Viruses of the giant virus family are characterized by a structurally conserved scaffold-capsid protein that shapes the icosahedral virion. The vaccinia virus (VACV) scaffold protein D13, however, transiently shapes the newly assembled viral membrane in to a sphere and is absent from the mature brick-shaped virion. In infected cells D13, a 62 kDa polypeptide, forms trimers that arrange in hexamers and a honey-comb like lattice. Membrane association of the D13-lattice may be mediated by A17, an abundant 21 kDa viral membrane protein. Whether membrane binding mediates the formation of the honey-comb lattice or if other factors are involved, remains elusive. Here we show that H7, a 17 kDa protein conserved among poxviruses, mediates proper formation of D13-hexamers, and hence the honey comb lattice and spherical immature virus.

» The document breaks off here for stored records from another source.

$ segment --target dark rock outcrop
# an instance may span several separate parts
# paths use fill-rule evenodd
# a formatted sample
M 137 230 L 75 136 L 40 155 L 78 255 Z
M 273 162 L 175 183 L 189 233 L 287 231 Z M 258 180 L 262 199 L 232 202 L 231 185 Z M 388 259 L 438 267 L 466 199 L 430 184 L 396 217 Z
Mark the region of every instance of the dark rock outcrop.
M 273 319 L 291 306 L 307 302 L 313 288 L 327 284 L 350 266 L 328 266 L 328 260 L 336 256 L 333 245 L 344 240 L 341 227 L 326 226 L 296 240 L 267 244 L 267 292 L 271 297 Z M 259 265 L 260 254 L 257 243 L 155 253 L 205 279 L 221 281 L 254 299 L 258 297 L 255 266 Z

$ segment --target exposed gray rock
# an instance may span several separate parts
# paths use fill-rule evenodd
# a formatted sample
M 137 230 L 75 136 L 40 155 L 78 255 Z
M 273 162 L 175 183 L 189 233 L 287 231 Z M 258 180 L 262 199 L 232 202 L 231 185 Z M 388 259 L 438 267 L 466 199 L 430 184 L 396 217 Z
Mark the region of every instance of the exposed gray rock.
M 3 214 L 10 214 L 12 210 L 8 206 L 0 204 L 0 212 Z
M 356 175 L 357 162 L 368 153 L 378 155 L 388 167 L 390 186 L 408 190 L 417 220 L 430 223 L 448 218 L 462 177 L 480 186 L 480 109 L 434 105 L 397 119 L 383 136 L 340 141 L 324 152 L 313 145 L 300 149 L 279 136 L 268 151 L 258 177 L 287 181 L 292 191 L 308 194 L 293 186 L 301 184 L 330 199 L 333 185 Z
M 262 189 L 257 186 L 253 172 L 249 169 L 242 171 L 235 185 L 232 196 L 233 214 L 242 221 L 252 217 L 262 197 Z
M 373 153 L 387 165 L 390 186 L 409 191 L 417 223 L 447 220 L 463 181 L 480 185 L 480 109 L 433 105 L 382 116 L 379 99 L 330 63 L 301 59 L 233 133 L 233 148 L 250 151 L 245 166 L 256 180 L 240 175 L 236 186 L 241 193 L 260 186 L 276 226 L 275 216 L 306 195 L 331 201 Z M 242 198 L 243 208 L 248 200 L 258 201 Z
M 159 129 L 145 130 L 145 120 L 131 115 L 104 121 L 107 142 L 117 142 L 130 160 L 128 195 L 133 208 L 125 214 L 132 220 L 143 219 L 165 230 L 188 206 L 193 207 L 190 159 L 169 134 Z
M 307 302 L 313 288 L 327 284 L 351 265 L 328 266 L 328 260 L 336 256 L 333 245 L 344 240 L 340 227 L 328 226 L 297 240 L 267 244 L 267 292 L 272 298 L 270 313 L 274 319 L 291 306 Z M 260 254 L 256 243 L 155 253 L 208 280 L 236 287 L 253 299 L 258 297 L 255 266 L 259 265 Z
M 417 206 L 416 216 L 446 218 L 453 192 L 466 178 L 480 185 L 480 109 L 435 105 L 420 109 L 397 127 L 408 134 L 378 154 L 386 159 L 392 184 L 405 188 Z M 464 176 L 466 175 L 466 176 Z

Without H7 synthesis D13 trimers assemble into a large 3D network rather than the typical well organized scaffold layer observed in wild-type infection, composed of short D13 tubes of discrete length that are tightly associated with the endoplasmic reticulum (ER). The data show an unexpected role for H7 in D13 organization and imply that formation of the honey-comb, hexagonal, lattice is essential for VACV membrane assembly and production of infectious progeny. The data are discussed with respect to scaffold proteins of other giant viruses.